The DistributeIT Hacking Story

Brothers, Alex and Carl Woerndle, launched their first company, DistributeIT, during the rise of the domain name boom, back in 2002. The business provided domain name registration and hosting services. 

It was early in the domain registration space, the wild west for online real estate. A time when the Australian Government was scrambling to regulate an exponentially growing market and considerations for cyber security were few and far between. 

The .com.au domain had just been introduced and DistributeIT was one of the first Registrars accredited by auDA (assigned by the Australian Government). Over 9 years the company grew to a considerable size. 

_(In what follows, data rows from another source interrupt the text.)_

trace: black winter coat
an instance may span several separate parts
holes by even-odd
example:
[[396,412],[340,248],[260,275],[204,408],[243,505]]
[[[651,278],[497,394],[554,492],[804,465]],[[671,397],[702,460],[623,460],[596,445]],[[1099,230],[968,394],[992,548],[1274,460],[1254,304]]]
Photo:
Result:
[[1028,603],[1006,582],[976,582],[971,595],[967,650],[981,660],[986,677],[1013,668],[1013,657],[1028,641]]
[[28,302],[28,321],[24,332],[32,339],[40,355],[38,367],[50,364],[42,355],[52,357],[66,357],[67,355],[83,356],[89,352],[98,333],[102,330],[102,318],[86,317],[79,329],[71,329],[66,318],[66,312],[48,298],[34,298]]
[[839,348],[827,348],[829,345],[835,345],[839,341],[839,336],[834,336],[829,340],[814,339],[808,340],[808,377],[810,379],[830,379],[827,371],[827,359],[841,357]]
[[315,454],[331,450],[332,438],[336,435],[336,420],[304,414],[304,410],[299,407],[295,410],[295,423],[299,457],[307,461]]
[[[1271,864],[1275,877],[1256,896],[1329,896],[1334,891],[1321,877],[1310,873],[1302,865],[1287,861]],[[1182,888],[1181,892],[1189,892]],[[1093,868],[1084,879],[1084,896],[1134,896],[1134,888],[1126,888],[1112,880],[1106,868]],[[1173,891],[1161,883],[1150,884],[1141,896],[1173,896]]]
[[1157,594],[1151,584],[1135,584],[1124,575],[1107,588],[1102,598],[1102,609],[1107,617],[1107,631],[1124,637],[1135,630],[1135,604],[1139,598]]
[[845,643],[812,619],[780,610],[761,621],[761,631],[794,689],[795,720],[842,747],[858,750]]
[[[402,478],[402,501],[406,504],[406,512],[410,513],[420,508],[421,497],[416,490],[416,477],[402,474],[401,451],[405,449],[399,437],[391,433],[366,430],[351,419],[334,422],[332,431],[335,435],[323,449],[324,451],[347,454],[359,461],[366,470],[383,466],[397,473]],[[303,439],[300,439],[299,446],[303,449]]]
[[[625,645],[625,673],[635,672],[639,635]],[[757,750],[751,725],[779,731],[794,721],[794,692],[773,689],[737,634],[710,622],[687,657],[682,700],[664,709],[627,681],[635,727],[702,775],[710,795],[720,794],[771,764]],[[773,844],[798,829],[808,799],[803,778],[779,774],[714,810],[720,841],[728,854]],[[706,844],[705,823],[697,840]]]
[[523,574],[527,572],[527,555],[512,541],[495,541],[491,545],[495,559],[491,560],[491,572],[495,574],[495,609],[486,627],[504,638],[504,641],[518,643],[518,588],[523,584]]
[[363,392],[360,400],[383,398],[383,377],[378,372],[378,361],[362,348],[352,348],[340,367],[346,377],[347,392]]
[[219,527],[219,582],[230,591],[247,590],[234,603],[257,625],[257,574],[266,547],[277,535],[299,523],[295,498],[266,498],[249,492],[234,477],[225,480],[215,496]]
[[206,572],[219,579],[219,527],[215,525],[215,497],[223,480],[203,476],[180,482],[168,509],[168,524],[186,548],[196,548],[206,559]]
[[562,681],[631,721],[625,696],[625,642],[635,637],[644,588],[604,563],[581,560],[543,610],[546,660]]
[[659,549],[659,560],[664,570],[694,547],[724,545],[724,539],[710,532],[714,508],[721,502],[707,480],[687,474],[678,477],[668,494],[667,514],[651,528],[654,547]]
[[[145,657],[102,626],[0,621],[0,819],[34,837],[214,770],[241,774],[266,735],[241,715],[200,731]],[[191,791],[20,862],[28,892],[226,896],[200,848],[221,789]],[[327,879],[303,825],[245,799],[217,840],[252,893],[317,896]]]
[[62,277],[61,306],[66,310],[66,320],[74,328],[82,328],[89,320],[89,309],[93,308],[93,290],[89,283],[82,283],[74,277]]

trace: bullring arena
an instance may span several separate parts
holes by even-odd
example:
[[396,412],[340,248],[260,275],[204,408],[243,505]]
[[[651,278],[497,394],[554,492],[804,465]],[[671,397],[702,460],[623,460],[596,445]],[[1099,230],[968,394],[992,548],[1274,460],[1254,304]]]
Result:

At its peak, DistributeIT had approximately a 10% market share of .com.au domain registrations and a broader Domain Name portfolio, equal to a quarter of a million domains registered and over 30,000 hosting clients.  

On the books, the business looked like nothing but good news. Although, that was all about to change. 

Incident alert 

Alex and Carl were both aware the company was not immune to cyber attacks. As a technology provider, dealing with hardware and software errors, network interruptions and attempted cyber attacks was commonplace. They were confident they could handle most scenarios given the mounting experience. Unfortunately, they were wrong. 

On Friday, June 3, 2011, at around 5pm the first domino fell. Alex and Carl received an alert that hackers had penetrated their IT defences and managed to get access to their network. Someone appeared to be in the network and trying to access the gateway server that was used to access the infrastructure inside. 

DistributeIT’s networks and systems were not directly impacted but the company did password resets for all clients and a major cleanup/rebuild of the IT infrastructure to remove the hacker’s access. 

Nightmare stage 

Just over a week later, the same hackers were back. It was immediately clear this was not just any ordinary hackers rummaging around trying to break in or break things. The intruders had top level access. They had broken in at an administrator level and begun to systematically attack the infrastructure.  

The hackers’ first action was to deface DistributeIT’s website. Then they did much worse—they locked out the entire DistributeIT team and started systematically destroying hard drives to delete all data. 

The only way to stop the attack was to pull the plug on the entire network. And that is exactly what Alex and Carl did. 

In 30mins the hackers had done enough damage to destroy everything Alex and Carl had built over 9 years. 

Dissolution of DistributeIT 

They didn’t know that at the time of course. They worked for the next 2 weeks to rebuild the infrastructure and communicate with impacted customers, resellers, global media and regulators. Even fielding emails from the highest levels of the Federal Government about what the breach meant for users and the broader internet community.  

But the dominoes had already fallen. The company’s size was ultimately what took it down. Too many clients relied on DistributeIT’s service, and so regulators considered the downtime too serious. To appease regulators and continue the recovery efforts, the directors were forced to fire sale the assets of the business to a competitor. 

Within 3 weeks of the initial intrusion, DistributeIT liquidated. And at that moment, it was all gone.  

The cyber attack was large enough and public enough, the hacker group, Anonymous, sent an email to Alex and Carl saying it was not them.

After handing over the keys to the purchaser, Alex and Carl went and sat in a coffee shop, not saying a word to one another, contemplating how they had lost everything.  

That was the day cyber security became the bullseye for both—they were determined to never let someone experience what they had gone through (and would continue to go through for years to come). 

A new mission 

MyEmpire Group is the answer to ‘what would have saved us last time’ but with modern technology and the evolving cyber threat landscape considered. It is the in-house cyber security specialists, the knowledge and resources needed to protect companies from today’s sophisticated cyber attacks.